Keeping injured workers in the loop
To give some richer context to this question, here FYI is a story we published in Safeguard Update in March 2018 on Australian research (with NZ input) into exactly this question.
Those left behind
A survey of more than 200 family members of people killed at work has revealed deep frustration over how the criminal justice system responds and has identified a number of key factors which would improve the experience for those left behind.
Dr Lynda Matthews from the University of Sydney told a conference at AUT that families are left “incredibly isolated” by the system of regulatory investigation and coronial enquiries following a workplace death.
The study was carried out in three phases, starting with 48 interviews with unions, lawyers and government agencies in Australia. Then came a survey of 212 families from around the world, two-thirds from Australia with others from Canada, the USA, the UK, New Zealand and Singapore. The average time since the death of a loved one was just over seven years, and 89% of respondents were female: partners and parents.
The health of respondents had been badly affected by the death of their loved one, including mental health conditions such as PTSD, depression, grief disorder, mood swings and anxiety. Guilt was frequently cited.
“Most said their partner had talked about concerns at work but they had done nothing," said Matthews.
Then came the frustrations of dealing with investigations by police and H&S inspectors, prosecutions through the courts, workers compensation claims, common law claims, and coronial enquiries. Respondents felt they rarely had input into these processes, and reported it took vigilance for up to ten years to keep track of what was going on. “I am just this lone voice in the wilderness,” reported one respondent, who Matthews said characterised all respondents “to a T”.
Respondents attributed their declining health to a number of factors besides the shock of a sudden death: the bureaucracy of the formal processes, the lack of timely information, their lack of opportunity for input, and the sheer length of proceedings.
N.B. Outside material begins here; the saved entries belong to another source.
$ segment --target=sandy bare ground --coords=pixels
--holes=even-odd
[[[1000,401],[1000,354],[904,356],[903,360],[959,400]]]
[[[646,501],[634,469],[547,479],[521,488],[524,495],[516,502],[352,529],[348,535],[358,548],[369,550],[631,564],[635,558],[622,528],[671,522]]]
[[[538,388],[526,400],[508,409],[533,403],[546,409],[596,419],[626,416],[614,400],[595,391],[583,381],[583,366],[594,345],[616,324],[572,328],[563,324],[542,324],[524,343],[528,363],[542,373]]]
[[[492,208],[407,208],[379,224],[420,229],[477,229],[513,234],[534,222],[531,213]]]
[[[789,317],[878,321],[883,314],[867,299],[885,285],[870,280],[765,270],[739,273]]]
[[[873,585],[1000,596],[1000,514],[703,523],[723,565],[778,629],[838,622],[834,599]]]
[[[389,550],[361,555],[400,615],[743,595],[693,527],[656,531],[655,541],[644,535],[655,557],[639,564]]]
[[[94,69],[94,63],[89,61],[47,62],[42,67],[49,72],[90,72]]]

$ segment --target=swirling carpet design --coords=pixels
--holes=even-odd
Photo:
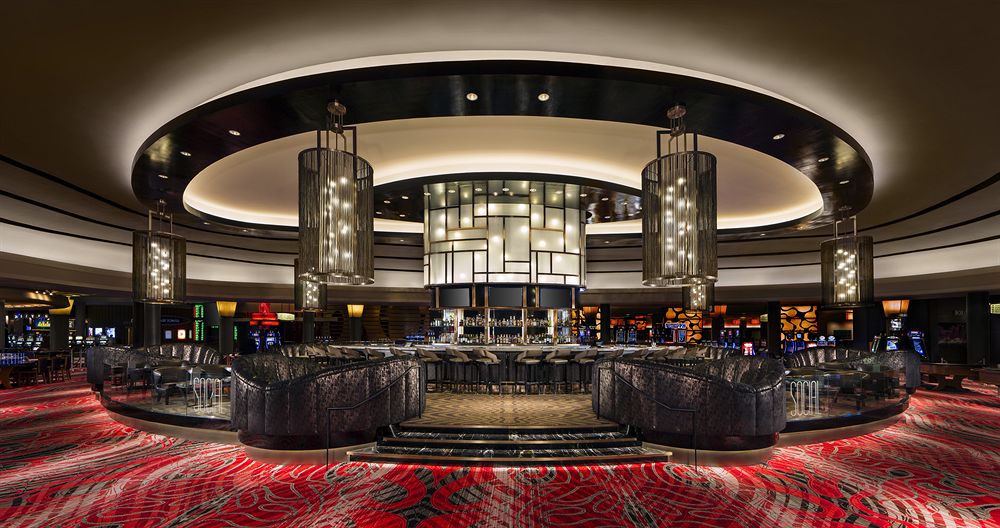
[[[1000,526],[1000,398],[918,392],[877,433],[758,466],[274,466],[112,421],[87,386],[0,392],[0,526]]]

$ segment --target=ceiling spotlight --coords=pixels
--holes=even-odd
[[[767,236],[767,233],[761,233],[760,236]]]
[[[826,163],[826,162],[830,161],[830,158],[827,158],[827,157],[823,157],[823,158],[820,158],[820,159],[818,159],[818,160],[816,160],[816,161],[818,161],[818,162],[820,162],[820,163]]]
[[[405,195],[405,194],[404,194],[404,195],[402,195],[402,196],[400,196],[400,198],[402,198],[402,199],[404,199],[404,200],[409,200],[409,199],[410,199],[410,197],[409,197],[409,196],[407,196],[407,195]]]
[[[536,190],[537,189],[535,189],[534,187],[532,187],[532,188],[528,189],[528,192],[535,192]]]
[[[188,152],[188,151],[186,151],[186,150],[182,150],[182,151],[181,151],[181,156],[184,156],[184,157],[187,157],[187,158],[190,158],[190,157],[191,157],[191,153],[190,153],[190,152]]]
[[[382,200],[382,203],[384,203],[384,204],[391,204],[392,202],[389,201],[389,200]]]
[[[605,240],[605,241],[604,241],[604,243],[605,243],[605,244],[610,244],[610,243],[611,243],[611,241],[610,241],[610,240]]]
[[[375,214],[382,214],[382,211],[375,211]]]
[[[166,174],[157,174],[157,176],[163,178],[164,180],[170,177],[170,176],[167,176]]]
[[[541,101],[541,102],[543,102],[543,103],[545,101],[548,101],[549,100],[549,94],[547,94],[545,92],[542,92],[542,93],[538,94],[538,100]]]
[[[610,216],[605,216],[604,219],[605,220],[611,220],[611,217]]]
[[[779,140],[779,139],[781,139],[783,137],[785,137],[784,134],[775,134],[775,135],[771,136],[771,139],[777,141],[777,140]]]
[[[234,135],[234,136],[240,135],[240,131],[239,130],[230,130],[229,133],[232,134],[232,135]]]
[[[602,202],[606,202],[606,201],[608,201],[608,197],[607,197],[607,196],[605,196],[604,198],[601,198],[601,201],[602,201]]]
[[[851,183],[851,180],[840,180],[841,185],[847,185],[848,183]]]
[[[205,224],[205,225],[209,225],[209,223],[208,223],[208,222],[202,222],[202,223],[203,223],[203,224]]]
[[[244,232],[244,233],[249,233],[249,232],[250,232],[250,230],[249,230],[249,229],[244,229],[244,230],[243,230],[243,232]]]
[[[425,192],[424,193],[424,196],[430,196],[430,195],[431,195],[431,193],[429,193],[429,192]]]
[[[507,192],[507,191],[509,191],[509,190],[510,190],[510,188],[508,188],[508,187],[504,187],[503,189],[500,189],[500,190],[501,190],[501,191],[503,191],[503,192]]]
[[[448,194],[455,194],[455,189],[448,189]]]
[[[556,191],[556,194],[562,194],[562,191]]]
[[[580,198],[586,198],[586,197],[587,197],[587,193],[580,193]]]
[[[477,94],[476,92],[469,92],[465,94],[465,98],[470,101],[475,101],[476,99],[479,99],[479,94]]]
[[[402,238],[401,238],[401,239],[399,239],[399,241],[400,241],[400,242],[406,242],[406,240],[403,240]]]
[[[400,214],[399,214],[399,217],[400,217],[400,218],[406,218],[406,215],[405,215],[405,214],[403,214],[403,213],[400,213]]]
[[[483,192],[483,188],[482,187],[476,187],[476,192]]]

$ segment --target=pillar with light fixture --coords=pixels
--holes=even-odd
[[[136,302],[179,303],[187,293],[186,242],[174,234],[173,217],[164,206],[160,200],[157,210],[149,211],[147,230],[132,233],[132,298]]]
[[[68,298],[69,306],[49,310],[49,350],[69,348],[69,316],[73,313],[73,298]]]
[[[365,305],[363,304],[348,304],[347,305],[347,320],[348,320],[348,330],[350,331],[351,341],[361,341],[364,338],[364,327],[361,325],[361,316],[365,313]]]
[[[233,353],[236,337],[233,333],[233,318],[236,316],[235,301],[215,301],[219,311],[219,354],[223,357]]]
[[[681,302],[685,311],[709,312],[715,306],[715,284],[695,284],[681,290]]]
[[[299,259],[304,278],[327,284],[375,282],[372,166],[357,155],[347,108],[327,107],[316,147],[299,153]],[[346,131],[351,131],[348,149]]]
[[[820,245],[823,306],[853,308],[875,299],[875,268],[872,237],[858,235],[853,218],[851,234],[840,234],[840,220],[834,222],[834,237]]]
[[[656,159],[642,171],[642,283],[692,286],[718,279],[716,161],[688,134],[682,105],[667,111]],[[668,135],[662,154],[661,137]]]

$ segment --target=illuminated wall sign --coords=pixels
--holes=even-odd
[[[294,321],[295,320],[295,314],[290,314],[290,313],[285,313],[285,312],[278,312],[277,316],[278,316],[278,320],[279,321]]]
[[[195,342],[202,343],[205,341],[205,305],[196,304],[194,305],[194,330],[191,332],[191,338]]]
[[[991,304],[990,313],[993,315],[1000,315],[1000,304]]]

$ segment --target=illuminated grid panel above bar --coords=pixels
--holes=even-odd
[[[580,186],[527,180],[424,186],[424,285],[585,284]]]

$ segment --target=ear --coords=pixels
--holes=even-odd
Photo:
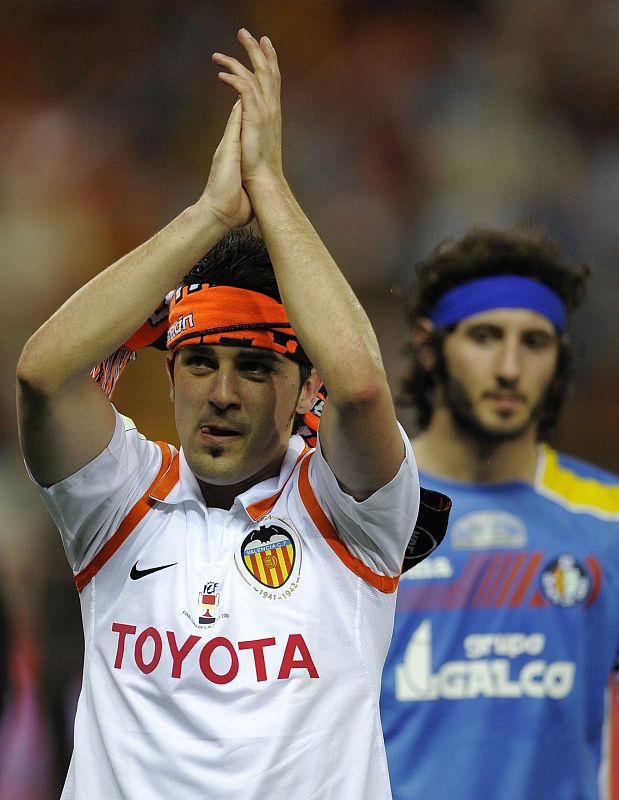
[[[307,412],[314,405],[314,401],[316,400],[316,395],[321,386],[322,386],[322,381],[320,379],[320,375],[312,367],[312,371],[310,372],[307,380],[301,387],[301,392],[299,394],[299,399],[297,401],[297,406],[295,408],[297,414],[307,414]]]
[[[168,353],[165,360],[166,372],[168,375],[168,391],[170,393],[170,400],[174,403],[174,355]]]
[[[417,356],[417,361],[426,372],[432,372],[436,366],[436,353],[434,348],[428,344],[430,334],[434,330],[434,323],[426,317],[421,317],[414,324],[411,330],[411,344]]]

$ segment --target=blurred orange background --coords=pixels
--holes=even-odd
[[[474,224],[538,223],[594,267],[556,444],[619,471],[616,0],[3,0],[0,800],[58,797],[82,657],[70,570],[19,454],[15,364],[67,296],[197,199],[233,102],[211,54],[240,56],[241,26],[278,50],[289,180],[394,393],[415,261]],[[141,355],[115,402],[176,442],[164,377],[160,353]]]

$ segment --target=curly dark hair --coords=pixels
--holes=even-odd
[[[282,302],[266,244],[247,228],[233,228],[192,267],[182,284],[190,286],[194,283],[236,286]],[[300,370],[299,386],[303,386],[312,365],[306,361],[296,363]],[[303,416],[296,414],[293,433],[303,424]]]
[[[538,280],[554,290],[565,304],[569,322],[584,298],[590,273],[587,264],[568,263],[560,246],[535,228],[518,227],[510,231],[474,228],[457,241],[441,242],[430,258],[416,266],[407,316],[411,324],[428,317],[438,300],[461,283],[488,275],[518,275]],[[413,346],[409,347],[410,369],[402,381],[400,400],[415,408],[421,430],[428,427],[432,418],[432,390],[446,377],[442,342],[454,327],[432,332],[427,344],[434,349],[437,366],[431,372],[423,369]],[[547,436],[556,424],[572,363],[572,348],[567,335],[563,335],[557,369],[539,420],[539,438]]]

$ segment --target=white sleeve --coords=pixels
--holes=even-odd
[[[109,445],[89,464],[52,486],[35,484],[77,574],[92,561],[161,466],[161,450],[116,410]],[[32,476],[31,476],[32,477]]]
[[[419,510],[419,474],[413,449],[398,423],[406,453],[398,474],[361,502],[344,492],[320,449],[310,462],[309,480],[347,549],[374,572],[399,575]]]

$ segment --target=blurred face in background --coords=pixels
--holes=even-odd
[[[535,311],[491,309],[467,317],[443,341],[437,407],[475,439],[500,442],[535,432],[558,354],[553,324]]]

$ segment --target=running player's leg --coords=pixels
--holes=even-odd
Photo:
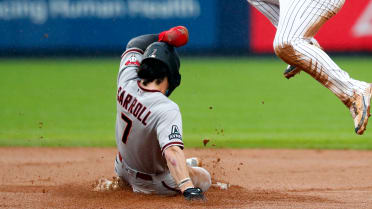
[[[275,28],[278,27],[279,17],[280,17],[280,8],[279,8],[279,0],[277,0],[277,4],[269,3],[263,0],[248,0],[248,2],[255,7],[258,11],[260,11],[270,22],[273,24]],[[320,45],[314,37],[311,38],[310,44],[313,44],[319,48]],[[299,73],[301,69],[296,66],[289,65],[287,69],[284,71],[284,76],[288,79],[295,76]]]
[[[279,23],[279,4],[272,4],[262,0],[248,0],[248,2],[260,11],[270,22],[277,27]],[[279,3],[279,0],[278,0]]]
[[[352,115],[356,132],[361,134],[368,121],[365,113],[369,107],[370,85],[350,78],[322,49],[310,44],[319,28],[334,16],[343,4],[344,0],[280,0],[280,18],[274,50],[285,62],[300,67],[330,89],[350,110],[352,105],[357,106],[353,109],[360,110],[354,111],[355,114],[352,112]],[[363,102],[367,99],[368,104]]]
“They have no power, no input, no legal right to be anywhere. They are suspicious and they trust nobody. It’s a long time to keep on your guard.”
The researchers identified a number of common needs of any family faced with a sudden workplace death:
To receive timely and accurate information all through the process;
To participate in the process to ensure their voice is heard;
To know that a thorough investigation was done so the how and why is answered;
To know that someone or something was held accountable so justice is seen to be done;
To know that actions have been taken to prevent similar future deaths; and
To receive adequate emotional and financial support as acknowledgment that the death has significant long-term effects on those left behind.
Long time H&S researcher Michael Quinlan, who was also involved in the study, told delegates the question was: how should the criminal justice system respond?
“It’s not just about punishment and deterrence, it’s about the community asserting that people’s lives at work matter.”
Referencing the Pike River mine disaster, he argued there is a public interest to demonstrate the system cares enough to run a prosecution, even if the outcome is not certain. And if a death does not result in a prosecution, it requires coroners who know about H&S and know what kind of questions to ask.
“I have never seen it asked: how is the legal system working for the families? People get a sense when they are being conned. The families believe the criminal justice system doesn’t accord workplace deaths due significance.”